Apesar de ter julgado casos de ampla repercussão, diz que as situações mais complicadas, do ponto de vista pessoal, são as que envolvem medicamentos, como o dos remédios de alto custo não fornecidos pelo SUS, julgamento interrompido por um pedido de vista de Teori Zavascki. “A dor é contra a natureza humana, né?”. Também pesam as ações de aposentados e professores.

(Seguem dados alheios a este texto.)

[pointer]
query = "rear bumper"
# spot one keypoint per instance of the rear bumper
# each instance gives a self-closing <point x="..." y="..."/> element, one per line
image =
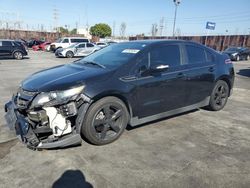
<point x="25" y="131"/>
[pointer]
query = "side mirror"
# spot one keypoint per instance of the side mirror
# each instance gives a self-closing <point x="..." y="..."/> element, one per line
<point x="159" y="68"/>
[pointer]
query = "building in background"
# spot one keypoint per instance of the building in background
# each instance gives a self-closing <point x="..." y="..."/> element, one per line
<point x="84" y="31"/>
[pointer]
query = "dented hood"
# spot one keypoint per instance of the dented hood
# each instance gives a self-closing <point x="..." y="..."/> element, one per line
<point x="62" y="77"/>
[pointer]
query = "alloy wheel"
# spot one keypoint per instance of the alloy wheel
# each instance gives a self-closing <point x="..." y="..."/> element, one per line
<point x="18" y="55"/>
<point x="107" y="122"/>
<point x="220" y="95"/>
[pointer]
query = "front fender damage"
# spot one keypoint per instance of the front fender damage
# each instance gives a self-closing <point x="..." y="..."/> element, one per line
<point x="48" y="127"/>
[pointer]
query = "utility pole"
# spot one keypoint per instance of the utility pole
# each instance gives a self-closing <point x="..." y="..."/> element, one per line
<point x="162" y="21"/>
<point x="55" y="18"/>
<point x="177" y="3"/>
<point x="114" y="24"/>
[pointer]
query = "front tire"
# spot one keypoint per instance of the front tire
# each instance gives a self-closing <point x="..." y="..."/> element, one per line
<point x="237" y="58"/>
<point x="105" y="121"/>
<point x="219" y="96"/>
<point x="18" y="55"/>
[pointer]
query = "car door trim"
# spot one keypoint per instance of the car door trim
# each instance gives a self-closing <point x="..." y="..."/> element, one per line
<point x="138" y="121"/>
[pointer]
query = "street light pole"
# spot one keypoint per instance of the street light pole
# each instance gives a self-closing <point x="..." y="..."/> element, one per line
<point x="176" y="2"/>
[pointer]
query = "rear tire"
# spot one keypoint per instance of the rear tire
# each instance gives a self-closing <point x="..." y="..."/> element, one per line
<point x="105" y="121"/>
<point x="18" y="55"/>
<point x="69" y="54"/>
<point x="219" y="96"/>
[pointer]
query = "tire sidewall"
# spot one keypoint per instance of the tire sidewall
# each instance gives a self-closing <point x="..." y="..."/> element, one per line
<point x="18" y="52"/>
<point x="212" y="104"/>
<point x="86" y="128"/>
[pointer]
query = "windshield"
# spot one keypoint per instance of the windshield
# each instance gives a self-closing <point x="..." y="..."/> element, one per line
<point x="72" y="45"/>
<point x="59" y="40"/>
<point x="233" y="49"/>
<point x="115" y="55"/>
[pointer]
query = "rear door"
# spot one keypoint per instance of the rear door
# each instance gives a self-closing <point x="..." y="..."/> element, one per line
<point x="6" y="48"/>
<point x="80" y="50"/>
<point x="163" y="91"/>
<point x="200" y="73"/>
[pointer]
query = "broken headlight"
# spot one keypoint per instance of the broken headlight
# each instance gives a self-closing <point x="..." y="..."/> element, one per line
<point x="55" y="97"/>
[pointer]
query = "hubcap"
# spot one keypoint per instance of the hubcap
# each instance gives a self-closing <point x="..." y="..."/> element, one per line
<point x="221" y="95"/>
<point x="18" y="55"/>
<point x="107" y="122"/>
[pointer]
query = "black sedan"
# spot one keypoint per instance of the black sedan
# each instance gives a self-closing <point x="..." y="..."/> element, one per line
<point x="238" y="53"/>
<point x="126" y="83"/>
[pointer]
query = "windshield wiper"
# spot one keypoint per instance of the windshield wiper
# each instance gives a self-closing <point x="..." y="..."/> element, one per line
<point x="94" y="63"/>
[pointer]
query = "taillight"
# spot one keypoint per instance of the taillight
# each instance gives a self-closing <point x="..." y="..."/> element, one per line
<point x="228" y="61"/>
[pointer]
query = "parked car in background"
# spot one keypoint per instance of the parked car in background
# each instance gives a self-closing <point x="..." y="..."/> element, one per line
<point x="41" y="46"/>
<point x="238" y="53"/>
<point x="10" y="48"/>
<point x="102" y="44"/>
<point x="111" y="42"/>
<point x="127" y="83"/>
<point x="76" y="50"/>
<point x="34" y="42"/>
<point x="22" y="42"/>
<point x="66" y="42"/>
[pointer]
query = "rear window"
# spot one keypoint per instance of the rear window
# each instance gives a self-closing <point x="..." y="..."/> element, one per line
<point x="6" y="43"/>
<point x="195" y="54"/>
<point x="79" y="40"/>
<point x="210" y="56"/>
<point x="65" y="41"/>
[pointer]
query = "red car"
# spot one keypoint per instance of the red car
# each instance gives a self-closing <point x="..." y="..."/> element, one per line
<point x="41" y="46"/>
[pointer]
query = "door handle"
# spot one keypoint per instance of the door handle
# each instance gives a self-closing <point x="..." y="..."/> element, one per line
<point x="180" y="75"/>
<point x="211" y="69"/>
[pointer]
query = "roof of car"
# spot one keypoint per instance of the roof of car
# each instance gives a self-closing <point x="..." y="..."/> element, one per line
<point x="161" y="41"/>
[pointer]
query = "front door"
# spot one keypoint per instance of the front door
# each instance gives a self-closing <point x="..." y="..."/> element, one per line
<point x="160" y="91"/>
<point x="200" y="72"/>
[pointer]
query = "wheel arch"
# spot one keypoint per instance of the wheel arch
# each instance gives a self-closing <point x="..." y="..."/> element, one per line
<point x="17" y="50"/>
<point x="117" y="95"/>
<point x="226" y="79"/>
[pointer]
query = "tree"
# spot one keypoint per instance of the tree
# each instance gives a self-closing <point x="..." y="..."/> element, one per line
<point x="123" y="29"/>
<point x="63" y="30"/>
<point x="101" y="30"/>
<point x="73" y="31"/>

“Minha mãe era professora, minhas tias eram professoras e na minha casa os tais dos mestres eram pra ser reverenciados”, comenta. “Acho tão importante o que eles fazem. Quando tenho que dar uma decisão que [uma professora] pede alguma coisa, e a lei não fez a previsão, aí fico o dia inteiro pensando quem seria essa professora. Nossa, ela vai ter raiva de mim pelo resto da vida. E não há nada que eu possa fazer.”

A temperatura parece mais alta no gabinete. O garçom retira os pratos. Cármen Lúcia, a doceira admirada pela família, foi frugal como de costume. Com dez meses de idade, ela já deixava clara sua pouca apetência e regorgitava sempre a mamadeira. Como sua mãe já estava grávida de Luiza, sua tia Maria Eunice, uma daquelas típicas personagens francas de Gerais, comentava: “Graças a Deus que você já está grávida de novo, que essa aí não vai vingar mesmo”, lembra a ministra. “Mamãe tinha dois homens, meus irmãos mais velhos, e ela queria muito uma menina. Como eu ia morrer, e já estava decidido, mas ela já estava grávida, viria uma mulher. E vieram quatro mulheres na sequência”, conta rindo, mais uma vez, a sobrevivente que tornou-se a segunda mulher a ocupar a presidência do Supremo Tribunal Federal em 125 anos.